A reflexão proposta pela Campanha da Fraternidade 2026 também dialoga com a imagem que compõe o cartaz oficial: uma escultura emblemática de um morador em situação de rua, dormindo sob um cobertor, representando Cristo.
“É uma escultura de um artista canadense. Existem réplicas em várias cidades do mundo. No Brasil, só temos na Catedral de São Sebastião, no Rio de Janeiro. Ela nos convida a ver o Cristo que não tinha um lugar para reclinar a cabeça. Por sua vez, os moradores em situação de rua não têm nem mesmo um barraco para morar.”
O coordenador da pastoral alerta para a gravidade da crise atual: “Antes as pessoas tinham pelo menos um barraco, um cômodo. Hoje, estão nas ruas, sem nenhum espaço de privacidade. Isso é uma degradação da humanidade.”
Um chamado à ação
Para monsenhor Luiz Antônio, a responsabilidade pela solução dos problemas de moradia recai sobre o Estado. “A Igreja levanta o tema, promove o debate, mas quem tem que dar respostas concretas é o poder público. O papel da campanha é justamente provocar esse olhar atento da sociedade e dos governantes.”
O sacerdote também ressaltou a necessidade de cada paróquia refletir sobre sua realidade local durante a Quaresma. “Todo pároco conhece a realidade de sua comunidade e sabe que a dor da moradia precária atravessa todas as paróquias, inclusive nas regiões mais abastadas. Todos os bairros do Rio têm periferias, comunidades, favelas. Isso é uma realidade urbana estrutural.”
Além do envolvimento da Igreja, a Pastoral de Moradia e Favelas também atua em parceria com a sociedade civil, especialmente por meio da campanha “Despejo Zero”, criada durante a pandemia. “Esse esforço buscava garantir o mínimo de dignidade a quem não tinha como pagar aluguel. Foi uma ação de resistência e de humanidade.”
Desafios das grandes cidades
Monsenhor Luiz Antônio exemplificou com dados do Instituto Pereira Passos, que apontam a existência de 1.362 comunidades no território da Arquidiocese do Rio de Janeiro, com uma população estimada de 1,7 milhão de pessoas. “Só a Rocinha tem cerca de 150 mil habitantes. É mais do que muitas cidades brasileiras. O Complexo da Maré, do Alemão e da Penha são verdadeiras cidades. Mas são cidades dentro do caos, sem acesso pleno a saneamento, infraestrutura ou segurança.”

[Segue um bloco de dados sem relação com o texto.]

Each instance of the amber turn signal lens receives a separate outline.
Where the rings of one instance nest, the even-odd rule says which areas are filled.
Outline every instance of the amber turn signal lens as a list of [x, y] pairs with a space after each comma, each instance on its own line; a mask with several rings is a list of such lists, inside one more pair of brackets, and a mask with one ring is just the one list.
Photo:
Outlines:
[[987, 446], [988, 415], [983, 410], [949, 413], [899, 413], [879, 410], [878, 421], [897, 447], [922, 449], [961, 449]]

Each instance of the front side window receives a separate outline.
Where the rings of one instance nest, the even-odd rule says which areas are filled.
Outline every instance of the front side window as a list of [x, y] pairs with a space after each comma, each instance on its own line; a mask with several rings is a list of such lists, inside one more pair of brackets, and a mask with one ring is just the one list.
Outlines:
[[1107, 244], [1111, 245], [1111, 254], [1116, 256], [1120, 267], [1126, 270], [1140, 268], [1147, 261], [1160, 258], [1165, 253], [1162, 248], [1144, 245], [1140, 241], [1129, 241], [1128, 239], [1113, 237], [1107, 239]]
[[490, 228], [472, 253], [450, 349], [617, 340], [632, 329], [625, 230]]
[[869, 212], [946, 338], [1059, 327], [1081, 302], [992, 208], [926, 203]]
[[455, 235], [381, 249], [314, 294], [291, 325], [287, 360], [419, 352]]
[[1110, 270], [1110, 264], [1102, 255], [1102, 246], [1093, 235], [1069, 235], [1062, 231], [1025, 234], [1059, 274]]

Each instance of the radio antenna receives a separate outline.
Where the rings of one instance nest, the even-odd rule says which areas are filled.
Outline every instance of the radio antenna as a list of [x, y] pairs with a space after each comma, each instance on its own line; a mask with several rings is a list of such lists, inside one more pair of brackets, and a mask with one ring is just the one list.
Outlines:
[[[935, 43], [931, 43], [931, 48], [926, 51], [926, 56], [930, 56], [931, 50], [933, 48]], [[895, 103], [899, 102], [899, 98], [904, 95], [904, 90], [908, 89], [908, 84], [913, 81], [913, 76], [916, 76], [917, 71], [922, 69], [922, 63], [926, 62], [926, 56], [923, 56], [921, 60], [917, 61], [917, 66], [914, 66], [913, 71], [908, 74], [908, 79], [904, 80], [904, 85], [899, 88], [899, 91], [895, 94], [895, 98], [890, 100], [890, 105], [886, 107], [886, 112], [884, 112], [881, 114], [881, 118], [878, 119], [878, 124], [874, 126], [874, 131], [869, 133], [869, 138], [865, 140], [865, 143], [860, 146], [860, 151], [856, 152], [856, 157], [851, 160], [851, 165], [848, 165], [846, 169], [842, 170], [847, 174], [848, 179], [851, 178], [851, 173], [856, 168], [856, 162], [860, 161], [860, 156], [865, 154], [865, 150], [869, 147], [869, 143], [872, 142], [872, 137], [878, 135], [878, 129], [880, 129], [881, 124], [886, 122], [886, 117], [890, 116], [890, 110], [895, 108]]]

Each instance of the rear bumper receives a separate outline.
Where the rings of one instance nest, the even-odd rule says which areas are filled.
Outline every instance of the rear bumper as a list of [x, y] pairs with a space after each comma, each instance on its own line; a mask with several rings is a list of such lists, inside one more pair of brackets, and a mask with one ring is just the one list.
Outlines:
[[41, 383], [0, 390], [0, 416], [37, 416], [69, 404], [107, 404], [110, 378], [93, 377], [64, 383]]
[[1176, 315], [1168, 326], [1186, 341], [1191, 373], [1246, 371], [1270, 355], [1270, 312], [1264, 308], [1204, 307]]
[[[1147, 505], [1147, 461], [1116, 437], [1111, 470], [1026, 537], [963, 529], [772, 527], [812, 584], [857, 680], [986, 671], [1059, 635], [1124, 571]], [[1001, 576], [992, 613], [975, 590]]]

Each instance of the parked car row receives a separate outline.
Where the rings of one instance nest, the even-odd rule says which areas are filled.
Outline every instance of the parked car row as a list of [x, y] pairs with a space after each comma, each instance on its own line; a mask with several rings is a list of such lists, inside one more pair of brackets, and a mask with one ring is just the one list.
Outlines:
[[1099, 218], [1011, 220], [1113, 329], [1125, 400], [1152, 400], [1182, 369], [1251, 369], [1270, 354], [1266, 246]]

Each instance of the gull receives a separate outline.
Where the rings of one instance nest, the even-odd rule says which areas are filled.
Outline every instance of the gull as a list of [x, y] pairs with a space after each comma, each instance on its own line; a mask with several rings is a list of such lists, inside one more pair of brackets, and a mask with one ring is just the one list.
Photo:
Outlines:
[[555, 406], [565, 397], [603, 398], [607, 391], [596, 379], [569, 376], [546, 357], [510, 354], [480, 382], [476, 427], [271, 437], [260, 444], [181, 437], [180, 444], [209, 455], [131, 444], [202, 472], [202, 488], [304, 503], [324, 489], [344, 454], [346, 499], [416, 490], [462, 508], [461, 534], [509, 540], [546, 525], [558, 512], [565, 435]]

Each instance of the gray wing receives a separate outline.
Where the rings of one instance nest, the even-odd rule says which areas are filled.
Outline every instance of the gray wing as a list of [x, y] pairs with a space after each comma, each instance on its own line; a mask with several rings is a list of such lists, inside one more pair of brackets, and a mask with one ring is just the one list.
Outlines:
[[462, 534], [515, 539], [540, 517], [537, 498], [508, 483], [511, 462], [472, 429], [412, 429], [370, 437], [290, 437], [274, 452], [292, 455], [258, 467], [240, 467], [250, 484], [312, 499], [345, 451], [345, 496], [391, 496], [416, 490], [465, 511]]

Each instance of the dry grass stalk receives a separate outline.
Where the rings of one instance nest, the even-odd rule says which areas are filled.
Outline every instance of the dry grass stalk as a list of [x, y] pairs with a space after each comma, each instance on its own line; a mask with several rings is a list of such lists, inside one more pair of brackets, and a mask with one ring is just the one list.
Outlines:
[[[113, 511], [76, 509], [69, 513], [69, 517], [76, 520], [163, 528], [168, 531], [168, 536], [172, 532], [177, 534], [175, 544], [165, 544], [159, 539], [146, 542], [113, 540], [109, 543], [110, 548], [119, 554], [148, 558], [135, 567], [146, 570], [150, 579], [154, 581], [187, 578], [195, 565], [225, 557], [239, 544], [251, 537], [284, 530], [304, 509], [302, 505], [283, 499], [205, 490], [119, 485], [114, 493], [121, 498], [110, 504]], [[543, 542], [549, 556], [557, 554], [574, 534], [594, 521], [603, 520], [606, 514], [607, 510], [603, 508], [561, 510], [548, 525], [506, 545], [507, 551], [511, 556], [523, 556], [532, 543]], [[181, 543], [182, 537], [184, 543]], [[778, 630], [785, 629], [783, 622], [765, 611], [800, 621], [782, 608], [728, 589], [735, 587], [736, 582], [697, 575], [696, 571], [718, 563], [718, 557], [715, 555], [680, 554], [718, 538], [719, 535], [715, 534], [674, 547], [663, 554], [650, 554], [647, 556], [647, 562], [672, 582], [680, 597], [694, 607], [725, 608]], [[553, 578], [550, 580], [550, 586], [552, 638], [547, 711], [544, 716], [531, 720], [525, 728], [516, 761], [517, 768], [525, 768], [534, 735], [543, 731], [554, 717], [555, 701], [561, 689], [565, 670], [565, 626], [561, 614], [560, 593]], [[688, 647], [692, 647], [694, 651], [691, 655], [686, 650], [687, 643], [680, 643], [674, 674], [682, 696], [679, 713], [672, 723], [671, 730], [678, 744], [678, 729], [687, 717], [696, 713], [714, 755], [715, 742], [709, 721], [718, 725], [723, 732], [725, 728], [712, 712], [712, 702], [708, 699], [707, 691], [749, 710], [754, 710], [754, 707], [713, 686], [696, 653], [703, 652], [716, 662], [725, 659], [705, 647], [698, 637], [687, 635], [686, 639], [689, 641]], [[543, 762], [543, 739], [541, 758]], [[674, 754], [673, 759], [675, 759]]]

Ele reforça que o grande desafio das cidades brasileiras é garantir moradia digna diante do crescimento urbano desordenado e da desigualdade estrutural. “As grandes cidades não têm rede de esgoto que suporte tanta demanda. E a moradia não pode ser reduzida a quatro paredes. Ela é a porta de entrada para todos os outros direitos: trabalho, saúde, educação, dignidade.”
Opção pelos pobres
Por fim, ele destacou o reconhecimento oficial, pela CNBB, da Pastoral de Moradia e Favela como nome nacional da iniciativa. “É uma conquista histórica. O nome ‘moradia’ amplia a abrangência da ação, enquanto ‘favela’ expressa nossa opção preferencial pelos pobres. Cortiços, palafitas, ocupações — tudo isso está dentro do nosso campo de atuação.”
Segundo monsenhor Luiz Antônio, a celebração do Dia Mundial da Habitação reforçou a missão da Igreja Católica como promotora de justiça social e articuladora entre fé e vida. “A moradia digna é um direito, não um privilégio. E enquanto houver um só irmão sem teto, nosso trabalho não estará completo”, concluiu.